Cela révélait, dans notre historiographie, le vide de la conscience politique, en fait, comme le précise Ferron, « une sorte de trou qui puait la décomposition de tout un peuple ». Même les conteurs, dès le XIXe siècle, s’amusèrent de cette allergie fréquente à tout progressisme. Journaliste montréalais aux idées avancées et folkloriste à ses heures, Honoré Beaugrand relata que, parfois, dans l’esprit populaire, les Rouges, ces libéraux radicaux - la gauche de l’époque -, se changeaient, la nuit, en loups-garous…


« Je n’aime pas à voir le soleil rouge, il me fait peur », avoue Léocadie, l’un des personnages d’un conte, riche en sous-entendus subliminaux, de Georges Boucher de Boucherville (1814-1894), un Fils de la liberté devenu écrivain. L’action se passe à l’ombre de la tour de Trafalgar qui, près de la Côte-des-Neiges, commémorait la victoire de Nelson sur la France et l’Espagne en 1805 et l’essor de l’Empire britannique qui en résulta.


Le narrateur rencontre là un homme mystérieux qui lui dit avoir vu du sang et une main dans la tour. Ce dernier lui lit un conte manuscrit trop vivant pour avoir été inventé. Le parchemin révèle qu’un « étranger » a le coup de foudre pour Léocadie et que, plus tard, lorsqu’elle est avec son amoureux, il les tue tous les deux, au moment où le soleil rougit.


« Il y eut un soir sanglant et il y eut un matin », écrit, de son côté, André Carpentier en 1983, comme s’il composait la genèse d’un Montréal futur. Toutes les statues, devenues vivantes, ont quitté l’île, y compris celles de Nelson, de Chénier, de Dollard, des saints qui ornent la façade de la cathédrale Marie-Reine-du-Monde… Tout cela sous la neige qui tombe.


Carpentier ne peut mieux dire : « L’île courait maintenant vers l’inconnu. La blancheur était son aveuglement. » Sur le mystère du Montréal de demain, Jean-Marc Massie, conteur urbain par excellence, ajoute un détail fourni par un touriste français qui médite sur le Stade olympique : « Prenez le mât à 45 º, en semi-érection : il symbolise le phallus québécois en péril… » Mais cela ne fait qu’effleurer le pourquoi du drame collectif.

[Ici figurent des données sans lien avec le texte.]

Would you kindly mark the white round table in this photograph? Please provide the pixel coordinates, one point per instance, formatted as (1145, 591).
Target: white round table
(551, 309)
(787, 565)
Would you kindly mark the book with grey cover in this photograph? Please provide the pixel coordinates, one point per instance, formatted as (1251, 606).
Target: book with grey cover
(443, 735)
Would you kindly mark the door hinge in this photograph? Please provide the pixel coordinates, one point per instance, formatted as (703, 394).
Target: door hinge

C’est à Esther Rochon, reine de la science-fiction, que revient le mérite de nous inviter à éclaircir nous-mêmes l’énigme de l’avenir montréalais. Elle voit, sur le mont Royal, quatre Pleureuses mythiques : l’Amérindienne, la Québécoise, la Canadienne anglaise et l’Immigrante, qui, entourées de chevaux blancs, se lamentent sur leurs espoirs déçus.


La première Pleureuse a la nostalgie de l’Amérique harmonieuse, métissée, autochtone de coeur, jeune éducatrice d’une Europe vieillie : l’Amérique promise par la Grande Paix de Montréal conclue en 1701. La seconde regrette que cette Paix, voulue par ses ancêtres, n’ait pas transformé la ville en métropole d’un pays nouveau. La troisième, que Montréal ne soit plus la métropole d’une Confédération, née d’un Empire dont la gloire réjouissait les siens.


La quatrième, l’immigrante, représente quelque chose de plus profond, de plus lumineux, de plus tragique : l’incapacité de se fondre dans une ville impensable qui n’a pu répondre aux attentes des trois autres Pleureuses, même si, à un moment donné, celles-ci avaient beaucoup d’atouts pour y réaliser de grands rêves. Mieux que ses compagnes, elle illustre un vers de Gaston Miron, reproduit dans l’anthologie : « Montréal est grand comme un désordre universel ».


La ville cache ainsi son fol avenir, cette page blanche dont l’inconnu reste pourtant marqué d’une tache rouge, celle de la blessure historique qui, seule, nous oriente encore.